目标
- 掌握 R语言文件读取方法
学习笔记
- utils包内Date Input用法
- base包内readLines用法
- stringi包内stri_read_lines
- xlsx包内Date Input用法
- readr包内 Read a delimited file 用法
1.utils包内Date Input用法
以read.table为例。
read.table参数详细说明见http://www.360doc.com/showweb/0/0/1029326103.aspx
read.table(file, header = FALSE, sep = “”, quote = “”'",
dec = “.”, numerals = c(“allow.loss”, “warn.loss”, “no.loss”),
row.names, col.names, as.is = !stringsAsFactors,
na.strings = “NA”, colClasses = NA, nrows = -1,
skip = 0, check.names = TRUE, fill = !blank.lines.skip,
strip.white = FALSE, blank.lines.skip = TRUE,
comment.char = “#”,
allowEscapes = FALSE, flush = FALSE,
stringsAsFactors = FALSE,
fileEncoding = “”, encoding = “unknown”, text, skipNul = FALSE)
参数file
写法1:“文件名称”,如果不写路径,是会在当前路径下读取,可用getwd()获取当前路径。可用setwd(“路径”)修改当前路径。
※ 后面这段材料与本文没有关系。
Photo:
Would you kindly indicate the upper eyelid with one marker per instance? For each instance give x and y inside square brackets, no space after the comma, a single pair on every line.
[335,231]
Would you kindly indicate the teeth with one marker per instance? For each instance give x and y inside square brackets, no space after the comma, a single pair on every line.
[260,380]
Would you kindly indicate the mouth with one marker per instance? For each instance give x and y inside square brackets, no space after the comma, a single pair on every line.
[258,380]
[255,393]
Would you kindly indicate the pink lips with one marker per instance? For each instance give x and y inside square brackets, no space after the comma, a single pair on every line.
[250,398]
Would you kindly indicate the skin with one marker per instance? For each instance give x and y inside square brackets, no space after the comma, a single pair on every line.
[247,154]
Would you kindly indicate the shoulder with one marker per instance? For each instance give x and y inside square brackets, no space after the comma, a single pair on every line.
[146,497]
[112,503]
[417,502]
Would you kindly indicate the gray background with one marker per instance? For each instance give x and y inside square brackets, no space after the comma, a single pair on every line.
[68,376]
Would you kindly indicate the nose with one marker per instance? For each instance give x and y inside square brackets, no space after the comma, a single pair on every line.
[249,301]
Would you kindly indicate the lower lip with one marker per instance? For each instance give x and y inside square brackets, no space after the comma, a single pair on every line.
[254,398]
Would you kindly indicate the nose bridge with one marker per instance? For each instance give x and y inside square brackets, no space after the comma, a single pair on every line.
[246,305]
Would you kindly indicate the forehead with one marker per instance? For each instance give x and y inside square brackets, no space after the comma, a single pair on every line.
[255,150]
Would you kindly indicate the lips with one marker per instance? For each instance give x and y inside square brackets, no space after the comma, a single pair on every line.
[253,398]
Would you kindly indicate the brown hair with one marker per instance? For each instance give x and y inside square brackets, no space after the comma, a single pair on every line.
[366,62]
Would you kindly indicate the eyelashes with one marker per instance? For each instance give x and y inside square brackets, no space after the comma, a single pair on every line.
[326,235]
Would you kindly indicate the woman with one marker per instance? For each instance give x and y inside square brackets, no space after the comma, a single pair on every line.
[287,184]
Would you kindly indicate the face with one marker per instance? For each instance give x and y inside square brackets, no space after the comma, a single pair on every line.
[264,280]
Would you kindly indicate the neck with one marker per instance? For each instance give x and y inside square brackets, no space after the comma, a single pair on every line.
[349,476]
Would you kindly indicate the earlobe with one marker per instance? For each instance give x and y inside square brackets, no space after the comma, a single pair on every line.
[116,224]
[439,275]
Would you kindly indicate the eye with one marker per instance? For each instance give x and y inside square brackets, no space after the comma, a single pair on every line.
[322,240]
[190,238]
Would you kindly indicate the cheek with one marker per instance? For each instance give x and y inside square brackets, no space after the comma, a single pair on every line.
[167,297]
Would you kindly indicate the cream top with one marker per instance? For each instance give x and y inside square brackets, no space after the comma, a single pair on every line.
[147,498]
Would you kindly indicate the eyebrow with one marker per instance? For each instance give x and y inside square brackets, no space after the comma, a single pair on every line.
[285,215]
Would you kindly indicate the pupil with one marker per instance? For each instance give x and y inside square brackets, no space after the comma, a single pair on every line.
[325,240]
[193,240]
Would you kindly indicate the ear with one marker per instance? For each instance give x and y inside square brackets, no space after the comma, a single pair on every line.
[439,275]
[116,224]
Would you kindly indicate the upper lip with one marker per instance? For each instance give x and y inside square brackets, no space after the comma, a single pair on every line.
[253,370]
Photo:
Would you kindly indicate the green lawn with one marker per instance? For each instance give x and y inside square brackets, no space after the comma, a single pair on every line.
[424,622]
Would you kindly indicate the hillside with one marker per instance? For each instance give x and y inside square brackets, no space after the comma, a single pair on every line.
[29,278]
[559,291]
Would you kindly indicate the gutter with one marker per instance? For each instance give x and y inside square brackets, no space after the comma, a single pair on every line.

写法2:绝对路径\文件名称,比如“D: \…\test.xlsx”。
写法2:“clipboard”,利用复制,然后读取
getwd()
setwd("....\\...")#输入想要设置的路径
在工作路径中设计一张表来测试,命名为test.xlsx 。
x1<-read.table('test.xlsx')
View(x1)
x1为
x1<-read.table(‘test.xlsx’)
Warning messages:
1: In read.table(“test.xlsx”) : line 1 appears to contain embedded nulls
2: In read.table(“test.xlsx”) :
incomplete final line found by readTableHeader on ‘test.xlsx’
报错“incomplete final line”,表示识别不到excel哪里是最后一行,我也不知道该怎么在excel里表示最后一行,所以建议不用read.table() 直接读excel。
解决办法:复制数据到txt文件里,命名为test.txt
x2<-read.table('test.txt')
print(x2)
x2为
可以看到第一行不被读取,为什么?这就要看下参数comment.char了
参数comment.char
这个参数用来识别注释字符的开始,默认值为“#”,所以我的txt里的#开头的一行被识别为注释,不会被读取。所以设置comment.char = “”,试下
x2<-read.table('test.txt',comment.char = "")
x2为
那我现在想把第一行作为表头,就要设置参数header了。
参数header
默认为false,表示第一行不作为表头。若想将第一行作为表头,可设置为TURE。
x2<-read.table('test.txt',comment.char = "",header = TRUE)
x2见下图,表头里本来为#的,无法识别,被记为X.
想要指定列名,行名,就要用到参数 row.names和col.names了
参数 row.names和col.names
以改变列名举例,
x2<-read.table('test.txt',comment.char = "",header = TRUE,
col.names=c("a","b","c"))
x2为
列名修改成功。
这里为什么会用函数c()?函数c()会将赋值结合成向量或者列表,我习惯用这个。
可以用class()查看读取后的数据类型
class(x2)
[1] “data.frame”
可见read.table() 主要用来读取表格型数据,读入后为"data.frame"类型的数据。
以上为read.table的用法研究。
在utils包下除了read.table这个,还有这些读取文件的方法,参数类似,但默认值有所区别。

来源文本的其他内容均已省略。